2024 CME NASA Symposium Abstract – Changing the pace of materials discovery through nanomaterial megalibraries.

Creating new materials with specific properties is essential for societal advancement. With countless combinations and the exponential potential at the nanoscale, my team has developed a scanning probe lithography method to create nanomaterial “megalibraries” which contain ~5 billion unique nanomaterials and represent a significant expansion in the range of synthesized materials. By integrating machine learning to guide nanomaterial synthesis for targeted properties, this approach promises to revolutionize material discovery, potentially enhancing technology and medicine, from clean energy to space explorations.

2022 CME NASA Symposium Abstract – Exploring the “Matterverse” with Nanomaterial Megalibraries

The materials we have relied on have evolved over time. Due to the massive parameter space, approaches are needed to rapidly synthesize and screen materials for desired properties.
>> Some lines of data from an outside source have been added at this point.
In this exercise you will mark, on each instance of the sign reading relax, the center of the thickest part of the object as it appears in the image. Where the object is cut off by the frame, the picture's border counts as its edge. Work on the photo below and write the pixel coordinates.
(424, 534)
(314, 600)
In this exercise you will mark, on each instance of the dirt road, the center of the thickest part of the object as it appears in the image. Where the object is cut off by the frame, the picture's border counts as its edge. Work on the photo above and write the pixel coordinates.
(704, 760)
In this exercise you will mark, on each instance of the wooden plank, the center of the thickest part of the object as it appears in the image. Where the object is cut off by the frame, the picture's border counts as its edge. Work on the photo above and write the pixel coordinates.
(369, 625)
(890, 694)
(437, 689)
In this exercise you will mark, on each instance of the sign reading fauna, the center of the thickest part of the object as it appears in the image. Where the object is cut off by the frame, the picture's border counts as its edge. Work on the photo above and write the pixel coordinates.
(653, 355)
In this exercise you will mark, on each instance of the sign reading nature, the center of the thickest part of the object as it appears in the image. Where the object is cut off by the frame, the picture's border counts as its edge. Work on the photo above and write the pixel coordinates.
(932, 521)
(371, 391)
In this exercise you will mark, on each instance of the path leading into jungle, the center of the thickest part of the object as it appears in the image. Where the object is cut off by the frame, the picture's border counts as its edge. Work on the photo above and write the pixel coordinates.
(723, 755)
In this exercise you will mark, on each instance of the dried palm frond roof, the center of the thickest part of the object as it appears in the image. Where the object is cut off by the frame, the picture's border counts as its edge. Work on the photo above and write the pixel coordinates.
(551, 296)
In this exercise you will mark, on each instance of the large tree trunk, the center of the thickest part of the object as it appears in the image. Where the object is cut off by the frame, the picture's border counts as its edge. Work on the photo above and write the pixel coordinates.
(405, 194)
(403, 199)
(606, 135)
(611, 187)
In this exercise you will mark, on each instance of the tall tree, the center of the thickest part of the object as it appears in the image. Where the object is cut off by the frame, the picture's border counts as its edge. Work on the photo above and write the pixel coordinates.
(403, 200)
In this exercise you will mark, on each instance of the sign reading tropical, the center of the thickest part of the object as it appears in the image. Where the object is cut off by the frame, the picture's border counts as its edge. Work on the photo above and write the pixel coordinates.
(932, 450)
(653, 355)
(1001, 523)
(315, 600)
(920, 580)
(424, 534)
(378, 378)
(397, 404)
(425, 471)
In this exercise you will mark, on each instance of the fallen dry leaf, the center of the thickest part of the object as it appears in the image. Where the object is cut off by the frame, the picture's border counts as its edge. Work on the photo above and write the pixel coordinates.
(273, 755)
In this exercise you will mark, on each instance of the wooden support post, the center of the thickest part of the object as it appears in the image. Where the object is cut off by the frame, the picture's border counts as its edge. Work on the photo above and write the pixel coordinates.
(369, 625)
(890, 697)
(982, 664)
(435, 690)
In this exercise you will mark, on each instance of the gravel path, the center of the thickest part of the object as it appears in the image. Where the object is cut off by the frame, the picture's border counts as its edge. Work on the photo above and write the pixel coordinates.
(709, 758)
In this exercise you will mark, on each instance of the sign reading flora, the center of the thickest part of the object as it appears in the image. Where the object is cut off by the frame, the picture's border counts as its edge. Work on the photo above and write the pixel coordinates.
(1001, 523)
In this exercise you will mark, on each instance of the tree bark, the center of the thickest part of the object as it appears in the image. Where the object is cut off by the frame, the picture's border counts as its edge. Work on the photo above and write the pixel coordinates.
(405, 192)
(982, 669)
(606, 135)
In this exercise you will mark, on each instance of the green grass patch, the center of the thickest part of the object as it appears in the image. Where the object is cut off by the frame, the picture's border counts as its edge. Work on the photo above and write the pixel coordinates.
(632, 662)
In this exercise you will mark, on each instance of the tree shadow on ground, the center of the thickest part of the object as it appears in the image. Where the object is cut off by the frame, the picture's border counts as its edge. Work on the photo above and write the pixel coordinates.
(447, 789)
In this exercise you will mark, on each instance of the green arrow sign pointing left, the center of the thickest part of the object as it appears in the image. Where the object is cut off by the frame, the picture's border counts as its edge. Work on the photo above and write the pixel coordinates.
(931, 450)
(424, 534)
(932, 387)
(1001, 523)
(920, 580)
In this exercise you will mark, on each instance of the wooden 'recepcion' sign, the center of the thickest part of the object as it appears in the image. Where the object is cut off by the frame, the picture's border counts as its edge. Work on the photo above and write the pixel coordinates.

We have developed a scanning probe lithography approach to prepare “megalibraries” of ~5 billion positionally encoded nanomaterials with distinct chemistries. We are developing high-throughput characterization techniques that match the extraordinary pace of synthesis, creating an inflection point in the pace at which we explore the “matterverse”. These approaches produce unprecedentedly large and high-quality data sets that can uniquely inform and educate ML/AI algorithms used to predict novel materials structure/function correlations.